How long have you been at RSA House?
5 years this October
Which was the first restaurant you worked in?
Hilaire in South Kensington where Simon Hopkinson cut his teeth.
What was the last London restaurant you went to?
Lima a Peruvian restaurant in Covent Garden, simple zesty food with very potent Pisco sours.
What or who has been the biggest influence on the way you cook and why?
My chef/owner Hilaire using fresh seasonal ingredients which wasn’t the norm when I first started.
What is your personal signature dish?
Seared foie gras on camapgrain toast, duck egg, green tomato & apple chutney.
Which other chef’s) do you most admire?
Joël Robuchon who pioneered a new way of dinning at his Paris restaurant L’Atelier de Joël Robuchon, also a group of chef s focused on seasonal cooking during the late 80s and early 90s including Simon Hopkinson, Alastair Little and Shaun Hill.

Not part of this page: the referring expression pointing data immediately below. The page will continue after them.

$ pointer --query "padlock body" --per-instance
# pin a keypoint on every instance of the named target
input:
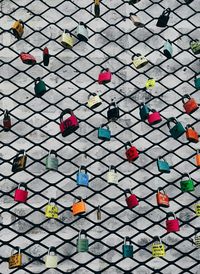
(51, 261)
(104, 134)
(21, 195)
(187, 185)
(51, 211)
(132, 154)
(127, 251)
(82, 179)
(177, 130)
(154, 118)
(82, 245)
(69, 125)
(104, 77)
(172, 225)
(132, 201)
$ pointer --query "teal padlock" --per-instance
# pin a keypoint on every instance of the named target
(177, 130)
(82, 243)
(168, 50)
(40, 88)
(144, 111)
(104, 133)
(197, 82)
(52, 160)
(127, 248)
(187, 185)
(163, 165)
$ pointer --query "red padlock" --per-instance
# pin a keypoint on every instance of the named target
(154, 117)
(70, 124)
(191, 105)
(104, 76)
(46, 56)
(21, 195)
(172, 225)
(132, 200)
(131, 153)
(27, 58)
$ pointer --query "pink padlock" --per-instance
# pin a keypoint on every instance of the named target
(132, 200)
(173, 224)
(104, 76)
(154, 117)
(21, 195)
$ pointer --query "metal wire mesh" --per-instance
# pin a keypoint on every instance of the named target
(70, 78)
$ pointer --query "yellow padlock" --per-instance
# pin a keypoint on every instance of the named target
(51, 210)
(158, 249)
(15, 259)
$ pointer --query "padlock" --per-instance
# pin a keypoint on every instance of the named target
(163, 19)
(144, 111)
(46, 56)
(197, 157)
(52, 160)
(150, 83)
(51, 210)
(163, 165)
(82, 177)
(136, 20)
(27, 58)
(158, 248)
(82, 32)
(131, 153)
(105, 76)
(173, 224)
(6, 121)
(19, 162)
(18, 28)
(104, 133)
(177, 130)
(192, 134)
(21, 195)
(187, 185)
(139, 61)
(162, 198)
(51, 260)
(94, 101)
(154, 117)
(67, 40)
(82, 243)
(112, 175)
(127, 248)
(78, 207)
(195, 46)
(168, 50)
(113, 112)
(197, 82)
(70, 124)
(131, 200)
(40, 88)
(15, 260)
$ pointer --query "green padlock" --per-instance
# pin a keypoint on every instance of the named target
(40, 88)
(82, 243)
(188, 184)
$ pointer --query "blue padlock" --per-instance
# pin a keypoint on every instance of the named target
(127, 249)
(82, 177)
(163, 165)
(104, 133)
(144, 111)
(168, 50)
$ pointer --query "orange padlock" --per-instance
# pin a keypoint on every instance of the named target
(78, 207)
(191, 134)
(191, 105)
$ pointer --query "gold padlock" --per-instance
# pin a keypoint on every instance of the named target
(51, 210)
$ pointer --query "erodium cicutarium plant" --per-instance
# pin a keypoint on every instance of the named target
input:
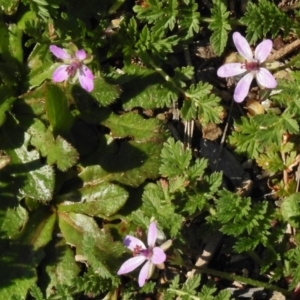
(73, 68)
(252, 66)
(153, 255)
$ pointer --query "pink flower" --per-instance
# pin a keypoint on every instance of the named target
(253, 67)
(73, 68)
(153, 255)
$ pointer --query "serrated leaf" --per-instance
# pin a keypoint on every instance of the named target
(9, 6)
(133, 125)
(59, 266)
(31, 177)
(57, 109)
(57, 150)
(127, 162)
(40, 64)
(175, 159)
(290, 209)
(104, 92)
(103, 253)
(202, 104)
(21, 257)
(12, 219)
(74, 227)
(102, 200)
(265, 17)
(220, 26)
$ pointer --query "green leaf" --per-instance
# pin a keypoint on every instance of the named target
(290, 209)
(6, 101)
(102, 253)
(127, 162)
(59, 266)
(102, 200)
(263, 18)
(31, 178)
(40, 63)
(244, 138)
(175, 159)
(156, 202)
(145, 88)
(11, 218)
(189, 19)
(105, 93)
(36, 293)
(11, 47)
(22, 256)
(133, 125)
(202, 104)
(74, 227)
(220, 26)
(58, 111)
(9, 6)
(57, 150)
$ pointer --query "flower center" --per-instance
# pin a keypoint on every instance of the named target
(145, 252)
(251, 66)
(72, 68)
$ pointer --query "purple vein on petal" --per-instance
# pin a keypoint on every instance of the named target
(265, 78)
(131, 264)
(242, 46)
(242, 88)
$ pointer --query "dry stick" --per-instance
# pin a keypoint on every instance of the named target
(188, 125)
(285, 50)
(224, 135)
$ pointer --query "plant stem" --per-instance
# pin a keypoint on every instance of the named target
(289, 64)
(244, 280)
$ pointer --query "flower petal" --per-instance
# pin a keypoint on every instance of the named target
(143, 276)
(265, 78)
(80, 54)
(131, 242)
(131, 264)
(60, 74)
(242, 88)
(158, 256)
(242, 46)
(152, 234)
(86, 79)
(59, 52)
(231, 69)
(263, 50)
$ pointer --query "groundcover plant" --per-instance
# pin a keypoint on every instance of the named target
(149, 149)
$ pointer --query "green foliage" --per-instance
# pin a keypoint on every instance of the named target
(240, 218)
(189, 290)
(170, 14)
(290, 210)
(201, 104)
(79, 170)
(265, 18)
(220, 26)
(292, 266)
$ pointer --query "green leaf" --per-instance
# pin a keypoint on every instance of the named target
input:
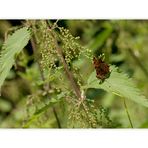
(118, 83)
(12, 47)
(40, 111)
(99, 40)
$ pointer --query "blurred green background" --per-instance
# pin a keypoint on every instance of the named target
(125, 44)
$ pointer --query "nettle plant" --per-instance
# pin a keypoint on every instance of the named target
(58, 84)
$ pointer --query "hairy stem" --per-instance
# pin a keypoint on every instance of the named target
(42, 75)
(70, 76)
(128, 115)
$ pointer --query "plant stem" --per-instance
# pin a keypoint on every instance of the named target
(56, 116)
(70, 76)
(126, 109)
(42, 75)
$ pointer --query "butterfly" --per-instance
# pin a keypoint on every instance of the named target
(102, 68)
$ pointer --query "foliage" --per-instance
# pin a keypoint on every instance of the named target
(11, 48)
(55, 85)
(118, 83)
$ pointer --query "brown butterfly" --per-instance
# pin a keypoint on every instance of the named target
(102, 68)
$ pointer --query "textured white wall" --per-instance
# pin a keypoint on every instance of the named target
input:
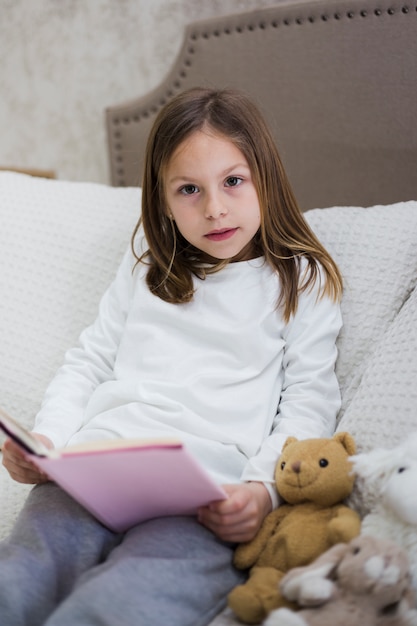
(64, 61)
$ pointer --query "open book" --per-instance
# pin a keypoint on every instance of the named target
(123, 481)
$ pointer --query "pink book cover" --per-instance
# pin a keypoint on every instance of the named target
(125, 482)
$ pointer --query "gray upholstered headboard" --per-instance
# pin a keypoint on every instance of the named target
(337, 80)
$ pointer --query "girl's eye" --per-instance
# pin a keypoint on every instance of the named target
(233, 181)
(188, 190)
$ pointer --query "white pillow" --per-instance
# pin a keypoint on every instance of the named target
(60, 245)
(375, 249)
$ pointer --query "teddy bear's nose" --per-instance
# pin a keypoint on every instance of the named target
(296, 466)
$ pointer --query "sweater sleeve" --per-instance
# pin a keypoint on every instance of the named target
(88, 364)
(310, 397)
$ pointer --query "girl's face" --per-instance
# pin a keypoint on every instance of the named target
(212, 198)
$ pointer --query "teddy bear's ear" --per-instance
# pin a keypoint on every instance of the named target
(347, 442)
(288, 441)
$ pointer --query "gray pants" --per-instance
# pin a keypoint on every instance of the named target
(60, 567)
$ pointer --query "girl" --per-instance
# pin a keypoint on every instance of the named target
(220, 329)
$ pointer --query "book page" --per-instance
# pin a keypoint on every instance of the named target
(21, 436)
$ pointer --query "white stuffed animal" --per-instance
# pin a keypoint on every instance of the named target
(393, 473)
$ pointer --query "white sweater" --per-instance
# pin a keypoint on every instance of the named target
(223, 373)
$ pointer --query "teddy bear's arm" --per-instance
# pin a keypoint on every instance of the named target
(309, 585)
(246, 554)
(345, 525)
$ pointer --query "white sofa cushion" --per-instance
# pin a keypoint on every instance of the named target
(375, 249)
(60, 244)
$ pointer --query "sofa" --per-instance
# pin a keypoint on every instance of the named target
(60, 245)
(336, 80)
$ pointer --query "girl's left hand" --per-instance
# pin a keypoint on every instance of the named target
(239, 517)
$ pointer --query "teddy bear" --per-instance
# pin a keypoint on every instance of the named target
(366, 581)
(392, 474)
(313, 477)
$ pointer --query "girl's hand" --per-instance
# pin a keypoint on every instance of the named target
(17, 464)
(238, 518)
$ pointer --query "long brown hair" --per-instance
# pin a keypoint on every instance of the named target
(284, 235)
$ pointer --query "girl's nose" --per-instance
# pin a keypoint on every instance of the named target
(214, 208)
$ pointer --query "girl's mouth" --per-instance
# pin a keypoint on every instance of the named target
(221, 235)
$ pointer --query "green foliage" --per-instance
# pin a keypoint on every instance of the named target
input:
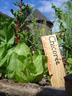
(69, 66)
(21, 65)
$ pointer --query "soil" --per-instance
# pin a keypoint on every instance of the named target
(11, 88)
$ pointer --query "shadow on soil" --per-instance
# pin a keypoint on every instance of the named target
(52, 92)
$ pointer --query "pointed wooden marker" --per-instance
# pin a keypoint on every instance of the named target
(55, 64)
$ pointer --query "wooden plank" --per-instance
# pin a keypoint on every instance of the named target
(55, 64)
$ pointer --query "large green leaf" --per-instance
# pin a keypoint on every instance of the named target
(22, 66)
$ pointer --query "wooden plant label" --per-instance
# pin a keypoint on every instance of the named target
(55, 64)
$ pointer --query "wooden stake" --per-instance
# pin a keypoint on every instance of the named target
(55, 64)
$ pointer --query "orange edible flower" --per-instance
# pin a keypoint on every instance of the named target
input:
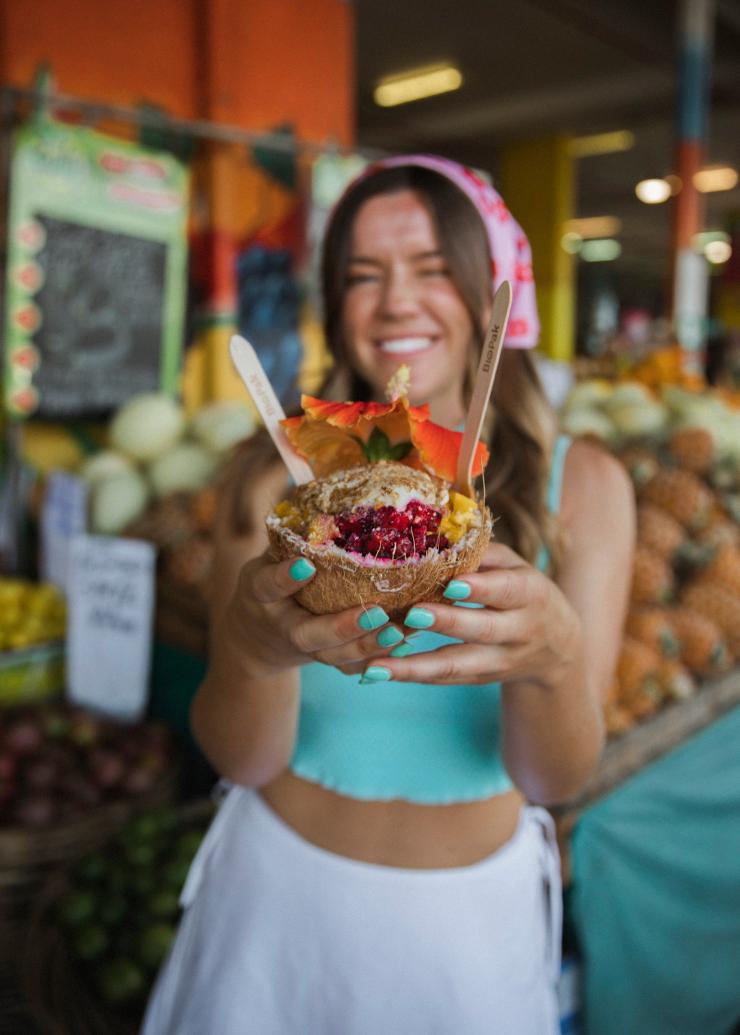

What’s the best part of your job?
The creativity, which I feel is a subconscious need we require to be content & happy individuals.
And the worst?
The unsociable hours & the skills shortage facing the industry.
What would your last meal be?
If you know you’re going to die, comfort food is most likely what you’d go for.
Seared scallops, bacon, Jerusalem artichoke puree
Steak, chips & béarnaise
Rhubarb & apple crumble & custard
Do you have a chef’s shortcut that you can share with us?
Not a kitchen shortcut but one for home cooks, use Knorr stock pots a great substitute for homemade stocks (Marco Pierre White & Simon Hopkinson always had Knorr in their kitchens).